Elon Musk challenges Twitter CEO to 'public debate about the Twitter bot percentage'

Billionaire Elon Musk said Saturday that he would be willing to go ahead with his $44 billion dollar acquisition of Twitter of the company could prove to his satisfaction that its data about the percentage of bot accounts on the platform is accurate. "If Twitter simply provides their method of sampling 100 accounts and how they're confirmed to be real, the deal should proceed on original terms," Musk wrote on Twitter. He also challenged Twitter CEO Parag Agrawal to a "public debate about the Twitter bot percentage." Twitter sued Musk when he tried to back out of the deal last month. Musk countersued. A Delaware court date is set for October.

8

One dead, 17 missing, and 121 injured after lightning sets fire to Cuban oil facility

A lightning strike at a Cuban oil storage facility set off a series of explosions and a fire Friday night that injured 121 people and left 17 firefighters missing. Authorities said an unidentified dead body was found Saturday as the fire at the Matanzas Supertanker Base continued to rage. Around 800 people have been evacuated from the neighborhood closest to the fire. Cuban President Miguel Díaz-Canel said on Twitter that he had received offers of aid from the United States, Mexico, Venezuela, Russia, Nicaragua, Argentina, and Chile.

9

Flash flood strands about 1,000 people in Death Valley National Park

Death Valley National Park was closed on Saturday after flash floods left around 1,000 visitors and staff stranded in the park. The park received 1.46 inches of rain on Friday, the most ever recorded in August and nearly 70 percent of Death Valley's average annual rainfall.
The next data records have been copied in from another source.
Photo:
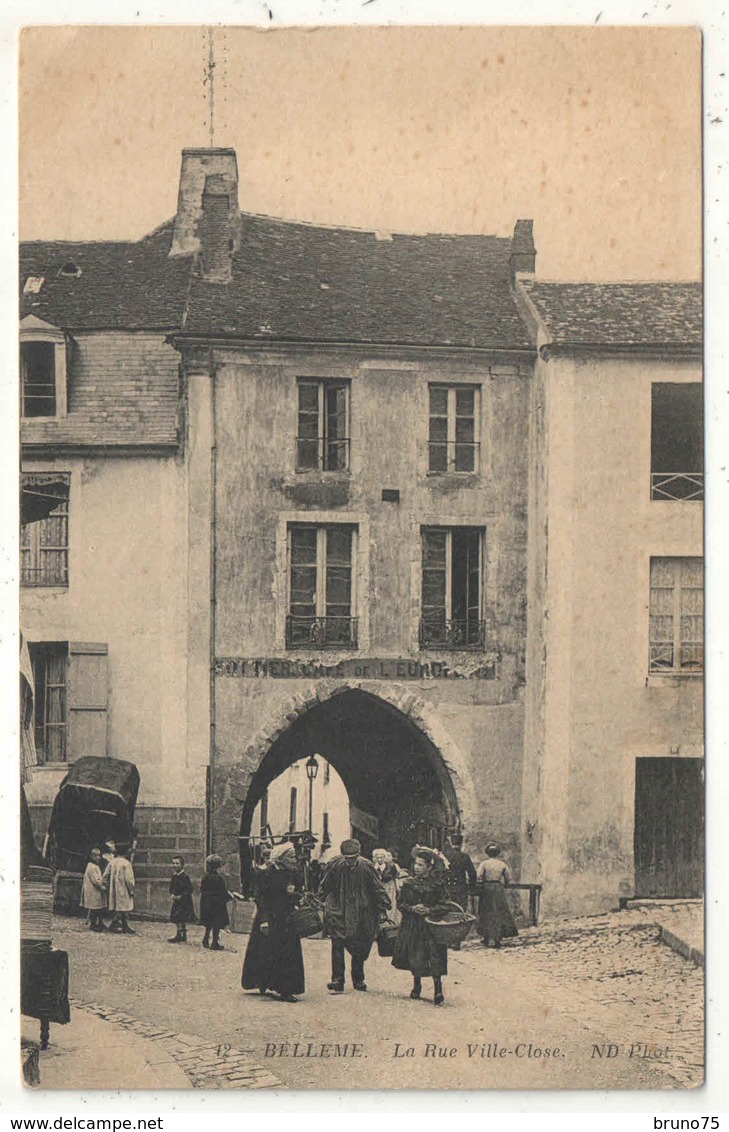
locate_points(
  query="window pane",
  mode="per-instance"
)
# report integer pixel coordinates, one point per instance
(465, 401)
(335, 411)
(37, 376)
(677, 427)
(309, 397)
(308, 426)
(307, 455)
(339, 546)
(303, 545)
(438, 401)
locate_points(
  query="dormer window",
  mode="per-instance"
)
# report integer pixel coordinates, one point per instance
(37, 370)
(42, 369)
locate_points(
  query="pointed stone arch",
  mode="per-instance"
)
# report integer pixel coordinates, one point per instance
(446, 757)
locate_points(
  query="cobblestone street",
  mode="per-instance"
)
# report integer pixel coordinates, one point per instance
(615, 1009)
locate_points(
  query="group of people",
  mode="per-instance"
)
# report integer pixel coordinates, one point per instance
(358, 898)
(109, 889)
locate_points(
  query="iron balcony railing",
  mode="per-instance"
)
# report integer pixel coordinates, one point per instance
(320, 632)
(677, 485)
(452, 634)
(49, 574)
(453, 455)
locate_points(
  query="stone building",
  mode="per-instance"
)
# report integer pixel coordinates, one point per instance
(612, 800)
(378, 497)
(109, 586)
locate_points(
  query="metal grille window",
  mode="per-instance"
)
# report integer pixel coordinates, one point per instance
(320, 588)
(677, 440)
(452, 445)
(44, 542)
(452, 588)
(677, 615)
(37, 378)
(50, 677)
(323, 442)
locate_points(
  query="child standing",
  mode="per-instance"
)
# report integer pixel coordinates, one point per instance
(93, 892)
(182, 911)
(214, 898)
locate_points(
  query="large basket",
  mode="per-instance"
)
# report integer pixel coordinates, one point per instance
(307, 919)
(386, 940)
(451, 927)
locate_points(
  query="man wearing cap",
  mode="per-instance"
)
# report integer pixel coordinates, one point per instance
(354, 900)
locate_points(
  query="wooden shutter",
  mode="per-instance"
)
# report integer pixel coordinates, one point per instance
(87, 700)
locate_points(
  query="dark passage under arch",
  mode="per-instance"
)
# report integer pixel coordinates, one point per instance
(392, 770)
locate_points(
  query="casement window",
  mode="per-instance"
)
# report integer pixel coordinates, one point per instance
(37, 378)
(320, 586)
(677, 615)
(453, 428)
(70, 700)
(44, 541)
(323, 442)
(50, 680)
(42, 368)
(677, 440)
(452, 588)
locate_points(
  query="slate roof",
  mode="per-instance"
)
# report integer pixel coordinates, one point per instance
(301, 282)
(637, 315)
(122, 284)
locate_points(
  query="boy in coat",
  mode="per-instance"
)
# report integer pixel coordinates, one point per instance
(119, 880)
(182, 911)
(354, 901)
(93, 892)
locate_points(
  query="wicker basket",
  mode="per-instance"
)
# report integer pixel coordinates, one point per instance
(307, 918)
(386, 940)
(452, 927)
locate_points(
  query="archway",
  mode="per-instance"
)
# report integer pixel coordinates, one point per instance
(400, 788)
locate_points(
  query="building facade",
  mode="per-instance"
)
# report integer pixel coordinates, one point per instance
(614, 760)
(383, 498)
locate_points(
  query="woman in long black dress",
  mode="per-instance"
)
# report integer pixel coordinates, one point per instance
(214, 900)
(495, 915)
(274, 960)
(421, 895)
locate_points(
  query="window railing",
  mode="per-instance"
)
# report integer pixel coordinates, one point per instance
(320, 632)
(49, 574)
(320, 454)
(453, 456)
(677, 485)
(676, 659)
(452, 634)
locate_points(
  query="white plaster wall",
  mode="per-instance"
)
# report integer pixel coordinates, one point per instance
(602, 710)
(128, 583)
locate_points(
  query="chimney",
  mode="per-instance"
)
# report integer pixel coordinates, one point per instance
(523, 257)
(207, 221)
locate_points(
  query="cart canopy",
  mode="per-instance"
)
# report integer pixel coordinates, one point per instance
(95, 802)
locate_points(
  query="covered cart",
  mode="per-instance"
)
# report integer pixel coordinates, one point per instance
(95, 803)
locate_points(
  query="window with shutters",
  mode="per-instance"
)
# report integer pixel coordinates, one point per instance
(50, 678)
(43, 348)
(677, 615)
(320, 586)
(453, 428)
(44, 541)
(677, 440)
(452, 588)
(323, 442)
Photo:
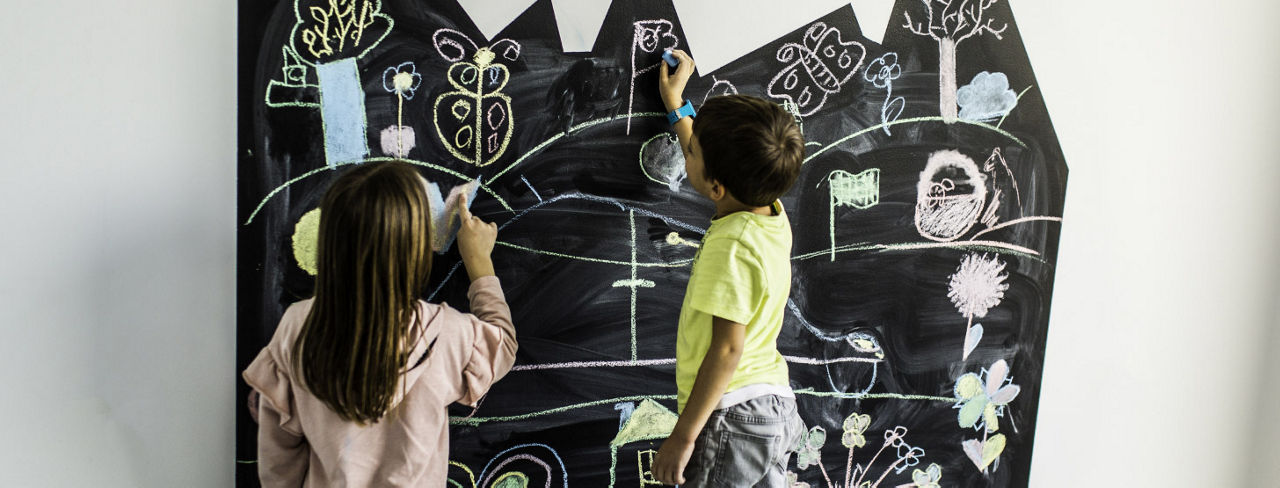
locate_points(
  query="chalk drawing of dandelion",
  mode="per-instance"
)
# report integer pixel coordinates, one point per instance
(927, 478)
(977, 286)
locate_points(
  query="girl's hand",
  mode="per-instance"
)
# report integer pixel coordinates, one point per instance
(475, 241)
(671, 86)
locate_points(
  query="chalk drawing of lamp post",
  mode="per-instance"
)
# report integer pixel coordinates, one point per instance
(859, 191)
(330, 36)
(950, 22)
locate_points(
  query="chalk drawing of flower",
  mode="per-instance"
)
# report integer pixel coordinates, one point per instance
(883, 71)
(983, 396)
(927, 478)
(855, 428)
(792, 480)
(977, 286)
(402, 80)
(809, 452)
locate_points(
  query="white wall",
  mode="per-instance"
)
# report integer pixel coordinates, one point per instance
(117, 244)
(117, 278)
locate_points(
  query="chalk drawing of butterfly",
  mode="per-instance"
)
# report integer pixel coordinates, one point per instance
(475, 119)
(818, 67)
(986, 400)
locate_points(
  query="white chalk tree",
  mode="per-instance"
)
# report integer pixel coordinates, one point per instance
(950, 22)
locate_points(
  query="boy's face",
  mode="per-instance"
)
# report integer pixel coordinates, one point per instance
(695, 169)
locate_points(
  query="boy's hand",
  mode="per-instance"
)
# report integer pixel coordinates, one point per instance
(671, 86)
(668, 465)
(475, 241)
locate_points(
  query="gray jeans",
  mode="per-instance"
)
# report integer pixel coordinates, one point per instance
(746, 445)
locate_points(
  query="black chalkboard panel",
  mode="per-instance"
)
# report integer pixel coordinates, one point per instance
(926, 223)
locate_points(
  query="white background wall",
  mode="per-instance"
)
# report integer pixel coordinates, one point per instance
(117, 242)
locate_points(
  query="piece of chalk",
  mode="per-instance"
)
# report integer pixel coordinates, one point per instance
(670, 58)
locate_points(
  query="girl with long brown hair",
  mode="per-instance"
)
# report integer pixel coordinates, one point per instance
(353, 387)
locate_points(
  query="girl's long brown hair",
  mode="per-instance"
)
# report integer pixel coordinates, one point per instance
(373, 260)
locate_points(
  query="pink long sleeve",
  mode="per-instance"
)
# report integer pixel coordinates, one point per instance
(494, 346)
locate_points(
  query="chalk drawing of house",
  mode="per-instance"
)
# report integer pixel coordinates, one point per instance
(638, 433)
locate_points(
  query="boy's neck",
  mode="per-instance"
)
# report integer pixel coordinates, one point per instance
(726, 206)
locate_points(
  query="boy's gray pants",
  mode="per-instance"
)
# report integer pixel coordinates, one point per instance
(746, 445)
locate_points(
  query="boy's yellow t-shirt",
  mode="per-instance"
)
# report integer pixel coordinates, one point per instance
(741, 273)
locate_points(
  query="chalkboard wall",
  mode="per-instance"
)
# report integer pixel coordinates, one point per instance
(926, 222)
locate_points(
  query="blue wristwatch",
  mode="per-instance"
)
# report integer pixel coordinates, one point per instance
(684, 110)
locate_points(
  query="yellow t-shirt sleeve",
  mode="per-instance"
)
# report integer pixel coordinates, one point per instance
(728, 282)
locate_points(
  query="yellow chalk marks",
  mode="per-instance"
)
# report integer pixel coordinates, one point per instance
(306, 240)
(339, 22)
(675, 240)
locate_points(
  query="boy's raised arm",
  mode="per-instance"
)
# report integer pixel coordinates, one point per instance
(671, 86)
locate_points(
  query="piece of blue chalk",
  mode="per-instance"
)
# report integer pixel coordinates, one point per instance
(670, 58)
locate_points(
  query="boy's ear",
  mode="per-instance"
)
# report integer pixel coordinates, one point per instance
(717, 191)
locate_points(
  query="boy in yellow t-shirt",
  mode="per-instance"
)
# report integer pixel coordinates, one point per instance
(737, 414)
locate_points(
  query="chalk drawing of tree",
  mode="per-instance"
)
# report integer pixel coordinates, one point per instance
(977, 286)
(950, 22)
(328, 37)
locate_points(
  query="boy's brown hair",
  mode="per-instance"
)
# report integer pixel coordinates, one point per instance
(750, 145)
(374, 258)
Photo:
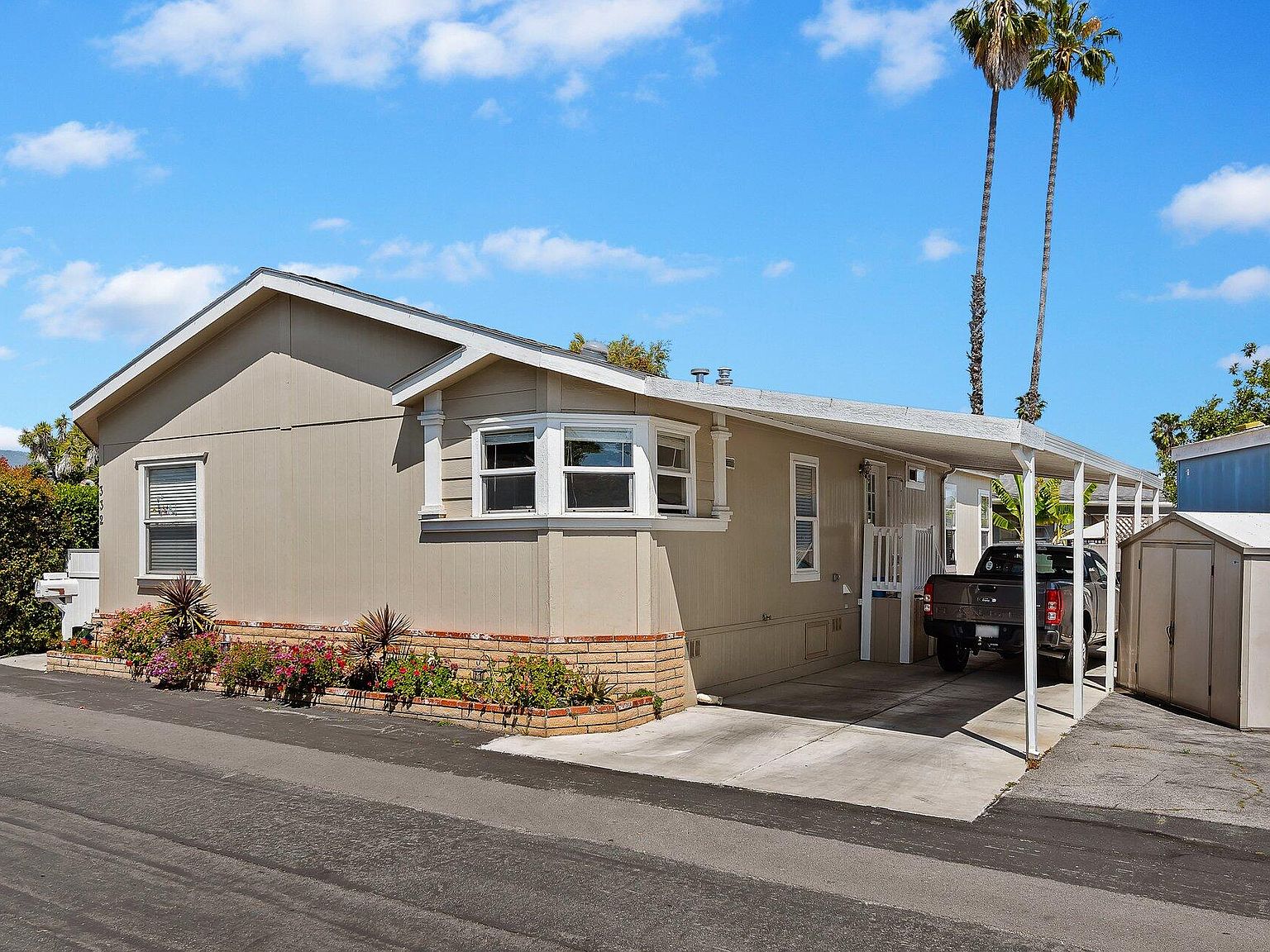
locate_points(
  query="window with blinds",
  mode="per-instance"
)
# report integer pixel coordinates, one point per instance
(805, 518)
(170, 519)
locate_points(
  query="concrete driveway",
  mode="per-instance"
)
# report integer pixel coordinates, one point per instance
(907, 738)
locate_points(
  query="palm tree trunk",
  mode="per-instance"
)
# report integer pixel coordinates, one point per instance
(978, 283)
(1030, 405)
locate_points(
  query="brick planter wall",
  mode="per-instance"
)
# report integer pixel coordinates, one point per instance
(633, 663)
(536, 721)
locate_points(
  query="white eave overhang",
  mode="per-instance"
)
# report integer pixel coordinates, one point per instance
(957, 440)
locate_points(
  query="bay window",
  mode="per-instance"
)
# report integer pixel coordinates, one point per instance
(508, 474)
(599, 470)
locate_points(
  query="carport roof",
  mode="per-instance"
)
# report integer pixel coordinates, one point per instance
(959, 440)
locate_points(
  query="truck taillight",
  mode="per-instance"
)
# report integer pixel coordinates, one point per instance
(1053, 607)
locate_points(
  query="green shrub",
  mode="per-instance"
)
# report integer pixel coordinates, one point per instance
(186, 663)
(137, 634)
(38, 522)
(246, 665)
(412, 675)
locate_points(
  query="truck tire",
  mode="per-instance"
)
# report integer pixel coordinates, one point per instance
(1067, 667)
(952, 654)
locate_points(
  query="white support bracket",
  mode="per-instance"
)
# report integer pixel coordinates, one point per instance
(432, 419)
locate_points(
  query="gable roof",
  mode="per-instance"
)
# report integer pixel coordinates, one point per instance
(938, 437)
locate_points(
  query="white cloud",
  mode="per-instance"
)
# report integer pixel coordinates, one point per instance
(490, 111)
(1234, 360)
(336, 40)
(459, 262)
(82, 302)
(911, 42)
(703, 63)
(364, 43)
(573, 88)
(329, 225)
(938, 245)
(71, 145)
(1241, 287)
(13, 262)
(1234, 198)
(334, 274)
(537, 250)
(549, 33)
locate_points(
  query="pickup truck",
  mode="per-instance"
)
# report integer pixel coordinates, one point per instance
(983, 612)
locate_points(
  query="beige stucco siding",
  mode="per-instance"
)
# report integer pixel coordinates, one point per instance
(310, 523)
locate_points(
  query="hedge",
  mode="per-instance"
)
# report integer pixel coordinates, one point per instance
(40, 519)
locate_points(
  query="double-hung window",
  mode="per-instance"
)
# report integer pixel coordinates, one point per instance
(599, 469)
(804, 518)
(675, 489)
(172, 518)
(508, 471)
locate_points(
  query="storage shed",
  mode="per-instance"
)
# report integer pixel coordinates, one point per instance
(1196, 610)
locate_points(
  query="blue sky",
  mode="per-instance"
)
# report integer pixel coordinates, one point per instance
(786, 188)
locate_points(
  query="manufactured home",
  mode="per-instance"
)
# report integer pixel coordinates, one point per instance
(312, 452)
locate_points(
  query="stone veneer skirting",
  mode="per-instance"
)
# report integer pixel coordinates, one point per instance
(544, 722)
(654, 663)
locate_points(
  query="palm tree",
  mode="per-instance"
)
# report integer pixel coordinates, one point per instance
(1076, 43)
(1000, 37)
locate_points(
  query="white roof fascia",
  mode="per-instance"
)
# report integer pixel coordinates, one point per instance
(437, 374)
(1222, 445)
(346, 300)
(822, 435)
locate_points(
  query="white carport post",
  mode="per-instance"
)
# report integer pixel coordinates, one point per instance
(1026, 459)
(1113, 593)
(1078, 591)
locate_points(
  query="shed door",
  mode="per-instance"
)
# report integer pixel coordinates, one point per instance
(1193, 627)
(1154, 616)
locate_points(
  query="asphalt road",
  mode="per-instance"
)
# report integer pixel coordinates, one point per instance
(132, 817)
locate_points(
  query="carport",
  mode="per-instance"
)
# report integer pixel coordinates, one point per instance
(959, 440)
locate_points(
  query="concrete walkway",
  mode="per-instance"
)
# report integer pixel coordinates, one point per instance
(907, 738)
(31, 663)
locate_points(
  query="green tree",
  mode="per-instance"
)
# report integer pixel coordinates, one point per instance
(1249, 404)
(60, 452)
(38, 522)
(1000, 37)
(629, 353)
(1075, 49)
(1007, 511)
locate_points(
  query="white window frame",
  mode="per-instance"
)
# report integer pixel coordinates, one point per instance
(949, 497)
(632, 471)
(145, 466)
(480, 473)
(689, 433)
(812, 574)
(550, 470)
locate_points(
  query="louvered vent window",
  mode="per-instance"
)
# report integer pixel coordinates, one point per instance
(172, 519)
(805, 518)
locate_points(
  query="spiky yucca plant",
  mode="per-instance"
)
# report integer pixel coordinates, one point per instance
(377, 632)
(186, 608)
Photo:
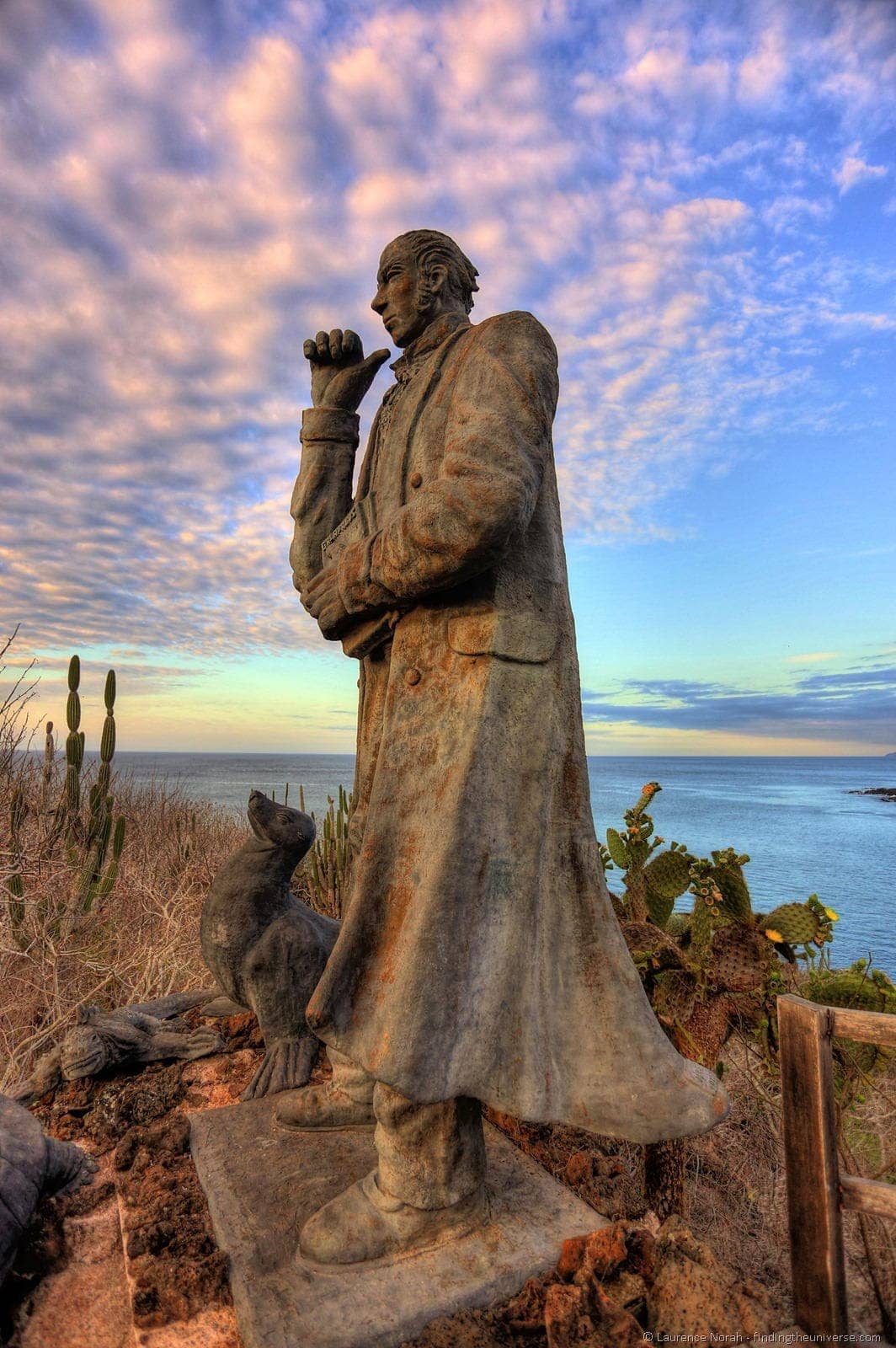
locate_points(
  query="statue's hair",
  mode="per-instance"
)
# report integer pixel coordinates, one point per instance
(431, 247)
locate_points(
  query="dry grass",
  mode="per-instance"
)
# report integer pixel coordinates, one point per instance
(141, 941)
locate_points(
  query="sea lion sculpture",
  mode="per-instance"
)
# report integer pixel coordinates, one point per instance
(33, 1168)
(101, 1041)
(264, 947)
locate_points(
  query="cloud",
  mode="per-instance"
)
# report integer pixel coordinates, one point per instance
(186, 192)
(852, 705)
(855, 170)
(763, 72)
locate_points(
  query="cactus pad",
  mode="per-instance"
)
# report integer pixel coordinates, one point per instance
(667, 874)
(739, 959)
(794, 923)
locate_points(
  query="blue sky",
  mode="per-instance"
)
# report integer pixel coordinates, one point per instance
(698, 201)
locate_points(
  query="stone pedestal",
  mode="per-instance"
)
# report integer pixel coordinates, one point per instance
(263, 1184)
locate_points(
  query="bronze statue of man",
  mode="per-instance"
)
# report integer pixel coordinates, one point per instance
(480, 960)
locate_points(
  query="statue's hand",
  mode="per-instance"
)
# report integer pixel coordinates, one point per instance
(340, 374)
(321, 597)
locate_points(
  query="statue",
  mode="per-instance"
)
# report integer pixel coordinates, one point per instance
(478, 960)
(104, 1041)
(33, 1168)
(264, 947)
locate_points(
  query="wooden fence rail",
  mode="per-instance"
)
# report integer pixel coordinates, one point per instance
(817, 1193)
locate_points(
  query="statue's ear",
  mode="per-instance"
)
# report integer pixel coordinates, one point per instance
(435, 278)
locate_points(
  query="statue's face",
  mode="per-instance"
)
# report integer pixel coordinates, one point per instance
(397, 298)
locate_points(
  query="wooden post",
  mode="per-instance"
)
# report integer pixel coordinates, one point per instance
(813, 1179)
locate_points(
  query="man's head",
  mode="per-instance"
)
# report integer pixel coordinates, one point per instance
(422, 274)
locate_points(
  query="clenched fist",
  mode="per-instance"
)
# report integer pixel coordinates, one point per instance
(340, 374)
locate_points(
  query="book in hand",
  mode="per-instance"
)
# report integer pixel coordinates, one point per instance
(368, 633)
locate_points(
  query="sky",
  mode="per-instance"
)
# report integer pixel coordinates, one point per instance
(698, 201)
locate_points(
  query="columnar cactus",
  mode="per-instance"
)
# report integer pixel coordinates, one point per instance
(74, 741)
(328, 864)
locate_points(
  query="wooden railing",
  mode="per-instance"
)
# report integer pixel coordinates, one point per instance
(817, 1192)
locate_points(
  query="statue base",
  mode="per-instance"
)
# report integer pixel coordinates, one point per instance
(263, 1184)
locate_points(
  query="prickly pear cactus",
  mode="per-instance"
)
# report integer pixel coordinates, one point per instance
(792, 923)
(728, 874)
(740, 959)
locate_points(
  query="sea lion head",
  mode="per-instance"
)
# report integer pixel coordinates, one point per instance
(287, 829)
(98, 1041)
(84, 1051)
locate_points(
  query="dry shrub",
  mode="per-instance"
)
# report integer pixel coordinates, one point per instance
(141, 941)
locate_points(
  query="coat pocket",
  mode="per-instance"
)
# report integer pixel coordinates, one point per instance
(525, 638)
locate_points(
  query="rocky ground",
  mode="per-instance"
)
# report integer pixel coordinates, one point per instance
(132, 1260)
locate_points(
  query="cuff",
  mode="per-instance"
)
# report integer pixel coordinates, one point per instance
(329, 424)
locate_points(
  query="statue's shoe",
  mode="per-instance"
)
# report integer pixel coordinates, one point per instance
(320, 1109)
(363, 1223)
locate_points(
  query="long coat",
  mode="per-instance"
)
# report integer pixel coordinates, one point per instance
(478, 955)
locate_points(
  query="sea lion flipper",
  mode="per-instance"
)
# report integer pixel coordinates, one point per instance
(286, 1065)
(221, 1008)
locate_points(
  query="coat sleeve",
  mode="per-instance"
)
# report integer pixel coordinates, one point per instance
(498, 440)
(323, 494)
The California Department of Transportation issued a warning on Saturday that would-be visitors "should not attempt to get around any closure to access the park." National Park Service public affairs officer Abby Wines said Friday that, although roads into and out of the park were closed, "no one is stopping" stranded visitors who find alternative ways out.

10

Archbishop of Canterbury announces compromise on same-sex marriage in the Anglican Communion

Archbishop of Canterbury Justin Welby proposed a compromise on the divisive issue of same-sex marriage on Tuesday as once-in-a-decade Lambeth Conference came to a close this weekend. Over 650 bishops from 165 countries were in attendance. Welby is the head of the global Anglican Communion, the world's third-largest Christian body, but unlike the Roman Catholic pope, he does not hold direct authority over the entire communion. Under Welby's proposal, the Anglican Communion would retain its 1998 resolution defining marriage as between one man and one woman but would not take action to punish provinces that deviated from that teaching. His speech outlining the policy reportedly received a standing ovation from liberal and conservative bishops alike.